Traditionial Indonesian game pieces are shells versus pebbles or stones, with the board grid inscribed in sand or volcanic ash.

The game features an unusual method of capture which is “possibly unique” and “not known to exist in any other recorded board game”.[Description]

[Play Online]



  1. I played a TON of “Roundabouts” (which is the name this game went by when Sid Jackson published it in America) with my brother, it’s actually a really really good game. If you look at the (fairly attractive) board shown on the Wikipedia description, the “capture rules” are basically that in addition to a normal one-step move, you can slide along any of the “rails” in any direction until you hit an opposing piece, at which point you move to that space and the opposing piece is captured.

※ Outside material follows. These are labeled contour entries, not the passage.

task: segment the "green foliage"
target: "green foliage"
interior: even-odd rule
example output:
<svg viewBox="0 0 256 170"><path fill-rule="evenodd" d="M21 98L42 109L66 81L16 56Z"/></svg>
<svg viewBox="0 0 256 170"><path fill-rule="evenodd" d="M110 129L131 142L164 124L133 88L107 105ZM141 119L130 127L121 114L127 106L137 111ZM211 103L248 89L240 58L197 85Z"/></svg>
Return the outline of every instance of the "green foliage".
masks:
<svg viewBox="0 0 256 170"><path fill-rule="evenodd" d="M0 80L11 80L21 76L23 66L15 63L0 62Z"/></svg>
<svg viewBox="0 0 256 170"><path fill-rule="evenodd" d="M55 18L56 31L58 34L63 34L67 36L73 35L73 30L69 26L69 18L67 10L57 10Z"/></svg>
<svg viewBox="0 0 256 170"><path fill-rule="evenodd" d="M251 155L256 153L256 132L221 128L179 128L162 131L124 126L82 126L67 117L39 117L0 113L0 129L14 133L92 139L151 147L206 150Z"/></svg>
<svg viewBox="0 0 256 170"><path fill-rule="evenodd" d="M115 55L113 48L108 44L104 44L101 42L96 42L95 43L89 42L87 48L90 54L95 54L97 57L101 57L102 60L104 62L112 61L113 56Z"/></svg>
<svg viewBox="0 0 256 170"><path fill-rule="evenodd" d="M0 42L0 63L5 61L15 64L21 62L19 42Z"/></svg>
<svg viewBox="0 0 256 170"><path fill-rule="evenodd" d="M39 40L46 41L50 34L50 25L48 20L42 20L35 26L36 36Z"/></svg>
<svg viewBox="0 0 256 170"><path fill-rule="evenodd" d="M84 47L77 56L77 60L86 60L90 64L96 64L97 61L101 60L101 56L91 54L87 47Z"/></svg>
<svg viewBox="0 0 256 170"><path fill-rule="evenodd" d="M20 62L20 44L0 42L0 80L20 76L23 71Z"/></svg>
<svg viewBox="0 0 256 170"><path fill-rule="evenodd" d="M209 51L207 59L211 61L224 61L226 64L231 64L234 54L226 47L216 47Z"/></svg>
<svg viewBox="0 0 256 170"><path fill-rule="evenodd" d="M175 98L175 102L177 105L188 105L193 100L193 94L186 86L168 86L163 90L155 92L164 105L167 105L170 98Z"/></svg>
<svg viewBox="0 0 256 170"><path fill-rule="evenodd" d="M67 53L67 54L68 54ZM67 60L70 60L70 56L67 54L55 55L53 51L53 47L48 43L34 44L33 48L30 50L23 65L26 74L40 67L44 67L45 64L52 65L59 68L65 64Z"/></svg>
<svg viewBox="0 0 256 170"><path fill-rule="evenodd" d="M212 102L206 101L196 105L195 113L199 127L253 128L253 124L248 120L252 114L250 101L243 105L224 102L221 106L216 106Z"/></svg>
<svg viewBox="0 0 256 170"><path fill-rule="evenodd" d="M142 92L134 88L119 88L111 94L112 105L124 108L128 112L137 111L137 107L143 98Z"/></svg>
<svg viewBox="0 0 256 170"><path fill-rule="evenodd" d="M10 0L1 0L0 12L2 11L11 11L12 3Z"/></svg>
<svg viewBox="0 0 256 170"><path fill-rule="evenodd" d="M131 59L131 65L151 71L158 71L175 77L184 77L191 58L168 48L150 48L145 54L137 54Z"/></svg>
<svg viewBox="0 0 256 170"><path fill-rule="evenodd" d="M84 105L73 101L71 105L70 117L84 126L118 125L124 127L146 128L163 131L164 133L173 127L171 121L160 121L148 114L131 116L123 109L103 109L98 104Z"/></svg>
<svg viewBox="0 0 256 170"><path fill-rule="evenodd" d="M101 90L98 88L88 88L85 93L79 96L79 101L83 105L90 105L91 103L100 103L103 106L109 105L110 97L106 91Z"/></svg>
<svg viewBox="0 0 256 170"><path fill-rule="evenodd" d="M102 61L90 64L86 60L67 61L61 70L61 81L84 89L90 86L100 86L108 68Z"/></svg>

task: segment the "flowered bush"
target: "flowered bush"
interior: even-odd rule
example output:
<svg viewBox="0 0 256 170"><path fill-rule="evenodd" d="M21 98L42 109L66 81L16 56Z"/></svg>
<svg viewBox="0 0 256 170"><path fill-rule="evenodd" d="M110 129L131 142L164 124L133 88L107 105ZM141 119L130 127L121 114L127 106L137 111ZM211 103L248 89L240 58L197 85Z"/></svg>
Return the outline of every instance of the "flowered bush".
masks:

You can only move like this if you’re capturing, and you can only capture if you slide far enough along a rail that you travel through a “loop”. So it’s cool because the pieces that you can capture are highly nonlocal to your pieces’ current locations, and capturing is hugely advantageous because it serves as a “warp” (but also very risky, because the game tends to settle into pieces clustering in “safe” areas created by the shadows the opposing player’s pieces create by blocking themselves, so a big “warp” like a capture entails will often take you out of a safe area and leave you exposed to capture yourself). So some really neat strategy arises that forces you to constantly be thinking about what correspondences will exist between distant parts of the board two turns from now.

  2. i can make very little leeway in this game because i suck, but this is fun

  3. Bryce McQuern

    It’s like if a chess game were all gambits.

  4. Bryce McQuern

    I wish it’d show your looping paths the way it shows your opponent’s. I don’t understand how some of these captures are captures. I played on “Idiot,” by the way. Anyone else play on idiot?

  5. Wow, I’m from West Java and I’ve never seen this game before. Neither does anyone around in the house! Really interesting game, and I totally suck at it.. didn’t even capture anything on beginner 🙁

  6. I bought a homemade version of this a few months back at an artisans fair near my house. The guy had all kinds of strange board games made out of cardboard and carved wood. Even them asymmetrical types (like Bagh-Chal and such). Also told me I could ask him for new pieces if I lost some of mine, any day, free of charge.

    I never had anyone to practice with, since new strange board games are always hard to pitch. Still don’t understand the possible strategy behind this, I’m at the stage where the game is just “move a piece, get that piece eaten.” I’ll have to practice.